The Black Pearl had been built of driftwood. It was a series of terraces overhanging the sea. Red ship lanterns illumined a jazz band playing for a few dancers.

Because the hiss of the sea carried away some of the overtones, the main drum beat seemed more emphatic, like a giant heart pulsing. The more volatile cadences, the ironic notes, the lyrical half-sobs of the trombone rose like sea spray and were lost. As if the instrumentalists knew this, they repeated their climbs up invisible antennae into vast spaces of volatile joys and shrank the sorrows by speed and flight, decanting all the essences, and leaving always at the bottom the blood beat of the drums.

The Doctor was watching her face. “Did I frighten you with all my talk about sickness?”

“No, Doctor Hernandez, illness does not frighten me. Not physical illness. The one that does is unknown in Golconda. And I’m a convalescent. And in any case, it’s one which does not inspire sympathy.” Her words had been spoken lightly, but they caused the Doctor’s smooth face to wrinkle with anxiety. Anxiety? Fear? She could not read his face. It had the Indian sculptural immobility.
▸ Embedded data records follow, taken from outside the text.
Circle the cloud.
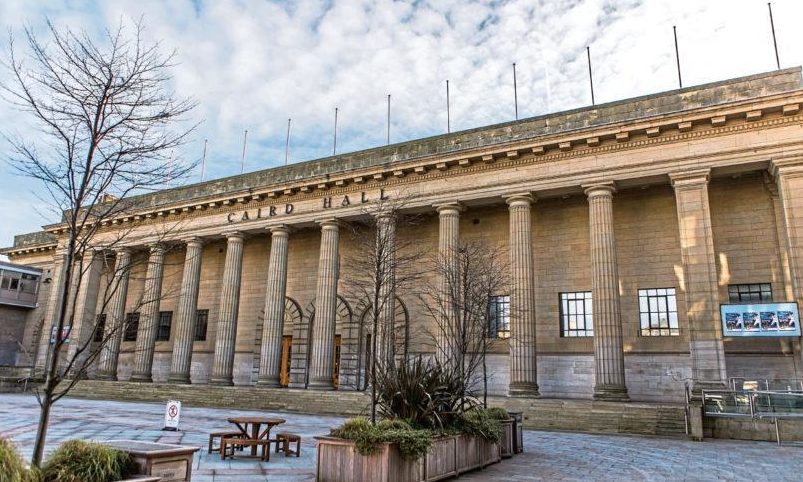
[0,0,803,252]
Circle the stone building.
[2,69,803,401]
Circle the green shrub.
[485,407,510,420]
[42,440,137,482]
[0,438,37,482]
[331,418,432,459]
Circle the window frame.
[637,287,680,337]
[156,311,173,341]
[486,295,510,340]
[558,290,594,338]
[193,309,209,341]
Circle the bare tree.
[2,21,196,466]
[343,196,424,422]
[422,241,508,403]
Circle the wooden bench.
[220,434,276,462]
[276,432,301,457]
[207,431,244,454]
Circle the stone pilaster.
[770,158,803,372]
[309,220,339,390]
[209,231,243,385]
[168,238,203,383]
[257,225,290,387]
[95,248,131,380]
[67,249,105,376]
[36,248,67,374]
[435,203,463,365]
[583,183,629,401]
[131,244,165,383]
[672,169,727,391]
[376,213,396,360]
[507,193,539,397]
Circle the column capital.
[220,229,245,242]
[502,192,535,207]
[669,169,711,189]
[435,201,466,216]
[181,236,204,247]
[580,181,616,199]
[265,224,292,238]
[315,218,340,230]
[767,157,803,178]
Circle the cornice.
[40,90,803,235]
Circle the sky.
[0,0,803,254]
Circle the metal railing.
[702,390,803,445]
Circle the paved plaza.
[0,394,803,482]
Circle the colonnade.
[42,170,772,401]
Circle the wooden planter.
[315,435,500,482]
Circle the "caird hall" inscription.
[226,189,388,223]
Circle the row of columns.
[51,170,772,400]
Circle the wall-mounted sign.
[719,303,800,336]
[50,325,72,345]
[162,400,181,431]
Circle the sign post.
[162,400,181,432]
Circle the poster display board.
[162,400,181,431]
[719,303,800,337]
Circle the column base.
[128,373,153,383]
[167,373,192,385]
[209,377,234,387]
[257,378,283,388]
[594,385,630,402]
[307,379,335,390]
[92,372,117,382]
[508,382,541,398]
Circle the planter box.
[101,440,198,482]
[499,418,516,459]
[315,435,500,482]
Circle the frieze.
[226,189,390,223]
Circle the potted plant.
[316,358,503,482]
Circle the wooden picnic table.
[228,417,286,456]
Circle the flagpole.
[284,119,292,166]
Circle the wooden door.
[279,335,293,387]
[332,335,340,388]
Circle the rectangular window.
[560,291,594,338]
[156,311,173,341]
[488,295,510,338]
[195,310,209,341]
[638,288,680,336]
[728,283,772,303]
[123,313,139,341]
[92,313,106,342]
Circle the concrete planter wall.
[315,435,500,482]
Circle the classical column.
[507,193,539,397]
[309,219,339,390]
[36,248,67,373]
[95,248,131,380]
[770,158,803,372]
[435,202,463,365]
[672,169,727,391]
[131,244,165,382]
[209,231,243,385]
[257,225,290,387]
[67,248,105,374]
[375,213,396,360]
[583,182,629,401]
[168,238,203,383]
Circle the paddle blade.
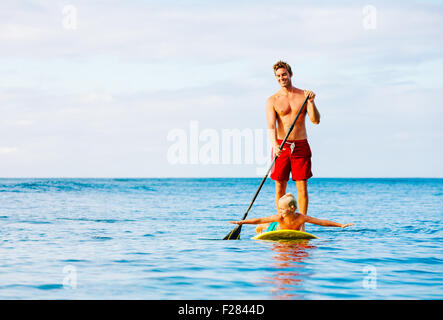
[223,225,242,240]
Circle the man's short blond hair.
[273,60,292,77]
[278,193,297,209]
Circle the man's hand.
[305,90,315,102]
[341,223,354,228]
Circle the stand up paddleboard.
[252,230,317,241]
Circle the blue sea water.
[0,178,443,299]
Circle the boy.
[229,193,354,233]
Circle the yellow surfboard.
[252,230,317,241]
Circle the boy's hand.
[341,223,354,228]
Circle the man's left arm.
[305,91,320,124]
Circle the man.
[229,193,354,234]
[266,61,320,231]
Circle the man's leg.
[295,180,309,231]
[275,180,288,212]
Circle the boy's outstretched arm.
[229,214,280,225]
[303,216,354,228]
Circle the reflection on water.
[265,240,316,299]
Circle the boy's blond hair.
[278,193,297,209]
[273,60,292,77]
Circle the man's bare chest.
[274,96,303,116]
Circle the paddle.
[223,97,308,240]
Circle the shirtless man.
[266,61,320,231]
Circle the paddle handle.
[242,97,308,220]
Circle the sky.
[0,0,443,177]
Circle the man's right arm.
[266,97,281,155]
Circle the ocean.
[0,178,443,300]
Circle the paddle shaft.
[238,97,308,220]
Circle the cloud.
[0,0,443,176]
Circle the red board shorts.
[271,139,312,181]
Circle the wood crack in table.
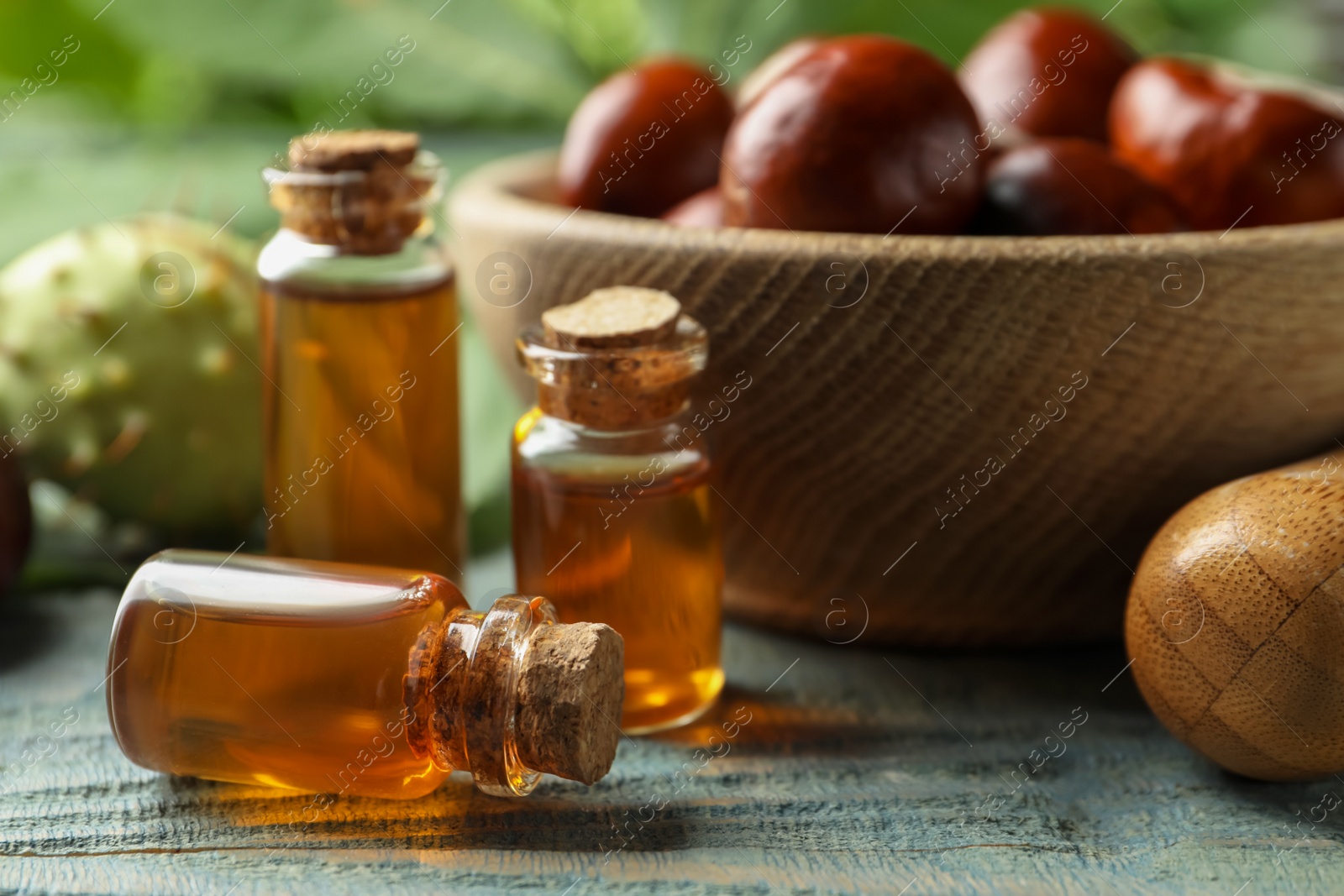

Even when the skin wrinkled with some spasm of pain, the eyes revealed nothing, and the mouth was not altered.

She felt compelled to ask: “Are you unhappy? Are you in trouble?”

She knew it was dangerous to question those who were accustomed to doing the questioning, to being depended on (and well did Lillian know that those who were in the position of consolers, guides, healers, felt uncomfortable in any reversal), but she took the risk.

He answered, laughing: “No, I’m not, but if being unhappy would arouse your interest, I’m willing to be. It was tactless of me to speak of illness in this place created for pleasure. I nearly spoiled your pleasure. And I can see you are one who has not had too much of it, one of the underprivileged of pleasure! Those who have too much nauseate me. I don’t know why. I’m glad when they get dysentery or serious sunburns. It is as if I believed in an even distribution of pleasure. Now you, for instance, have a right to some…not having had very much.”